The selected capabilities are stored in capabilities.toml. When you apply a
change, the orchestrator computes one atomic change set across both
capabilities.toml and the affected slot TOML — they’re written together so the
two can never drift mid-apply — and only then drives the slot lifecycle:
turning a capability on loads its slot, turning it off unloads it, and changing
the model or backend swaps it. On first boot, hal0 seeds capabilities.toml
from whatever the slots already declare, so the overlay reflects reality
immediately.
Profiles: how a slot runs
Section titled “Profiles: how a slot runs”A profile is a reusable container-runtime template. It bundles the container image, a set of bench-tuned launch flags, and an MTP (speculative decoding) toggle. A slot references a profile by name; the profile supplies everything about how to run except the model, context size, and port — those belong to the slot. This split means many slots can share one tuned profile, and you can re-tune a profile once for every slot that uses it.
hal0 ships seed profiles so a fresh install is immediately usable:
| Profile | Targets | Purpose |
|---|---|---|
rocm | GPU (ROCm) | MoE / agent models, FP4, no MTP (larger q8 KV) — the gpu-rocm default |
rocm-dnse | GPU (ROCm) | Dense models with MTP speculative decoding (q4 KV) |
rocm-moe | GPU (ROCm) | MoE models with MTP speculative decoding (q4 KV) |
vulkan | GPU (Vulkan) | Standard Vulkan path and fallback |
flm | NPU | FLM inference on the NPU |
tts | CPU | Text-to-speech (Kokoro) |
comfyui | image | Image generation (ComfyUI) |
If profiles.toml is absent, these seeds are returned as the catalog, so the
profile API is always populated. Seed profiles are immutable — to customise one,
clone it under a new name and edit the copy. Each profile is also classified
into a runtime family (llama-server, FLM, Kokoro, or ComfyUI) that determines
which slot types it can serve.

The Profiles tab — seed profile cards with bench metrics, device class chips, and the clone affordance for creating custom profiles.
Device and backend: where a slot runs
Section titled “Device and backend: where a slot runs”The device is a slot’s hardware-preference field. It carries hardware intent only — not a provider choice — and is validated at config-load time so a typo fails fast. The valid devices are:
gpu-rocm— the AMD iGPU via ROCm.gpu-vulkan— a GPU via Vulkan (the broad-compatibility path).cpu— CPU-only execution.npu— the AMD XDNA NPU via FastFlowLM.
device replaced an older overloaded backend field that mixed hardware and
provider identity. Legacy configs that still set backend are auto-promoted to
a device on load (with a deprecation warning), so old slot TOMLs keep working.

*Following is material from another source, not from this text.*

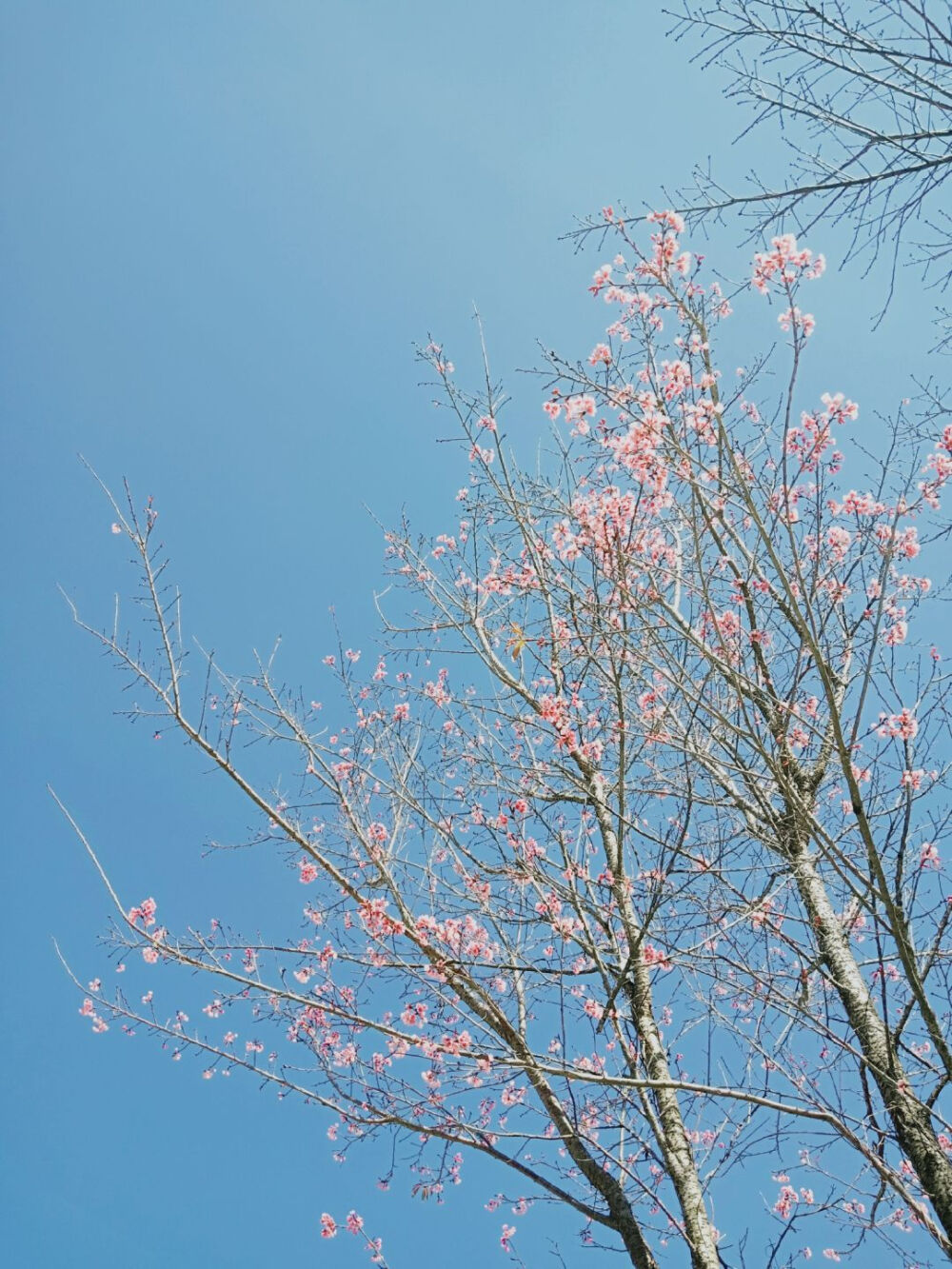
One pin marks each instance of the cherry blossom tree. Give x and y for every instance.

Device-to-profile defaults and coherence
Section titled “Device-to-profile defaults and coherence”Each device has a default profile, used by the create-slot picker and by migration:
| Device | Default profile |
|---|---|
gpu-rocm | rocm |
gpu-vulkan | vulkan |
cpu | tts |
npu | flm |
Because a slot carries both a device and a profile, the two must stay
coherent — a gpu-vulkan device paired with a ROCm profile would be a
contradiction. hal0 reconciles them when a slot is created or updated so the
reported backend follows the device, and the seed profiles above are the
starting point that keeps a fresh slot consistent.
The NPU trio
Section titled “The NPU trio”The AMD XDNA NPU is driven by FastFlowLM (FLM), and one detail shapes how hal0
uses it: a single flm serve process serves three modalities at once —
chat, speech-to-text, and embeddings. hal0 calls this the NPU trio.

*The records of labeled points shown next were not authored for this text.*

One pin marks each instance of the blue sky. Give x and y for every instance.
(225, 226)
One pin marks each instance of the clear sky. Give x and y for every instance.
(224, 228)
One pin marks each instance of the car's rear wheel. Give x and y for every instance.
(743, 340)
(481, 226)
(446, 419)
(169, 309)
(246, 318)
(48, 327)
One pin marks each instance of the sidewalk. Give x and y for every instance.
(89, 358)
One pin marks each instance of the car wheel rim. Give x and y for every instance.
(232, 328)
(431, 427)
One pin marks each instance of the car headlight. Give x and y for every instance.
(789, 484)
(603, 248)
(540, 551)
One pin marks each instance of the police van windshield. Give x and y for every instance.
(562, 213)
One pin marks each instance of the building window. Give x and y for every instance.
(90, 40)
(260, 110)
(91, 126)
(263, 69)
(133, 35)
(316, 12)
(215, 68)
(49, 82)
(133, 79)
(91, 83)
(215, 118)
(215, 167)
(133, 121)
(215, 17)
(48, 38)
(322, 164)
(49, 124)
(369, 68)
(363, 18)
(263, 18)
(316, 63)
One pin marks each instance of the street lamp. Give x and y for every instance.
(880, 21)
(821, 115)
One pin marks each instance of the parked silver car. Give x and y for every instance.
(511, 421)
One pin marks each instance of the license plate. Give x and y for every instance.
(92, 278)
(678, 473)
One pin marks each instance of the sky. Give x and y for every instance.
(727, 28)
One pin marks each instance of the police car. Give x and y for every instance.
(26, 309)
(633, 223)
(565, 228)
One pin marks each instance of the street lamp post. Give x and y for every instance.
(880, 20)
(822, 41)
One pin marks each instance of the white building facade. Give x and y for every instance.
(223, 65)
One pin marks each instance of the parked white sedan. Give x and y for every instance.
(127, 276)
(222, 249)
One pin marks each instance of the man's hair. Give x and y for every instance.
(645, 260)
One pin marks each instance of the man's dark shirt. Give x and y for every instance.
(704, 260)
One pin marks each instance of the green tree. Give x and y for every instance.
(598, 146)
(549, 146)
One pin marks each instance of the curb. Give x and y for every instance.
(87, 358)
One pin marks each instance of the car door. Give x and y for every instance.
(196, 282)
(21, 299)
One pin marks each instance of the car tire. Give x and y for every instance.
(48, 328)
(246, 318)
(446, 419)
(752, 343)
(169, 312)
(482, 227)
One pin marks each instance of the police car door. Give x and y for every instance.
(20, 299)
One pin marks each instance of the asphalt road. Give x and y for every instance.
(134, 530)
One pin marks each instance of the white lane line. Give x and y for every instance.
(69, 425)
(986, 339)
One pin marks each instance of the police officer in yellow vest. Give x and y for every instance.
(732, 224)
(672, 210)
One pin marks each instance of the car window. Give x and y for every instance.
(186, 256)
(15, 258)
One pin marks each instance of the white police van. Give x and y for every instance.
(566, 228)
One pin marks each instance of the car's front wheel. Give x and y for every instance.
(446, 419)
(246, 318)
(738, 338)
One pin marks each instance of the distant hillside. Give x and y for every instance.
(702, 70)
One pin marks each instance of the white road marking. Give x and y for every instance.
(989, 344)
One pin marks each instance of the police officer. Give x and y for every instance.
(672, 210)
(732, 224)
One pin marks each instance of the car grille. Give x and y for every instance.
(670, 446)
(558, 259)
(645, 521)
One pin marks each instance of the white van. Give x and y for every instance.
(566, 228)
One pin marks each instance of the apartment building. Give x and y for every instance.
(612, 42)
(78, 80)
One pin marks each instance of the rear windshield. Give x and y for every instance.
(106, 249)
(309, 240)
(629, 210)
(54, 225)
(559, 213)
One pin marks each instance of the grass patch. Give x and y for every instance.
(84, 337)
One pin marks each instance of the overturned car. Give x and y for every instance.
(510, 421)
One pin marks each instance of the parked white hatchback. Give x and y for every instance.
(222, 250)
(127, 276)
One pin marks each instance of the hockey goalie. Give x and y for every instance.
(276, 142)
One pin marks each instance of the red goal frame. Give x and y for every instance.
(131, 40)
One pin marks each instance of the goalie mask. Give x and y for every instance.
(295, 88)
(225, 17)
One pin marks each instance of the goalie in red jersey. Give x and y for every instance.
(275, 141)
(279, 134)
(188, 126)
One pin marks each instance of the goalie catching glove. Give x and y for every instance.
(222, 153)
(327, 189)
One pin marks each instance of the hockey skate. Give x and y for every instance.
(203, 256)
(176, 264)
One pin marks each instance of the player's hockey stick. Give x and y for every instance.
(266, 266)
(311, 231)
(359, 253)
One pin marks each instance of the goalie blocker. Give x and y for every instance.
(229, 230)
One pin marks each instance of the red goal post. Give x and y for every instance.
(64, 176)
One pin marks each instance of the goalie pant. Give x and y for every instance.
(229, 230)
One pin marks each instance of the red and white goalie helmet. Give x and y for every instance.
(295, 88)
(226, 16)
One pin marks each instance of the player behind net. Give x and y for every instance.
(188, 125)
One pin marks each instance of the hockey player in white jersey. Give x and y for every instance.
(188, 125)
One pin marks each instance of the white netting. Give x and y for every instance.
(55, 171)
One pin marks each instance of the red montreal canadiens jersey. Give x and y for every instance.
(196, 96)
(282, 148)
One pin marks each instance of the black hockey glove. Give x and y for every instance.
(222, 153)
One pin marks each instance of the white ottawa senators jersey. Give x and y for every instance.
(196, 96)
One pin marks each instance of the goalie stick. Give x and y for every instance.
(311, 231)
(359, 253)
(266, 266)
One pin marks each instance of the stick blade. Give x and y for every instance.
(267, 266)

There is one containerized NPU slot. Its chat role routes through the slot’s
upstream like any other slot. The other two modalities ride as shadow slots
— stt and embed — whose requests are posted straight to the same
container’s port when their slot records are enabled. There’s no second process
and no separate model server: the three endpoints are the same FLM process
answering on one static port.
Because the XDNA hardware context admits only one NPU LLM at a time, hal0
enforces NPU exclusivity: you can’t enable a second device=npu chat slot. When
the NPU container isn’t dispatchable, trio requests degrade with a clear
npu.trio_unavailable error rather than failing obscurely.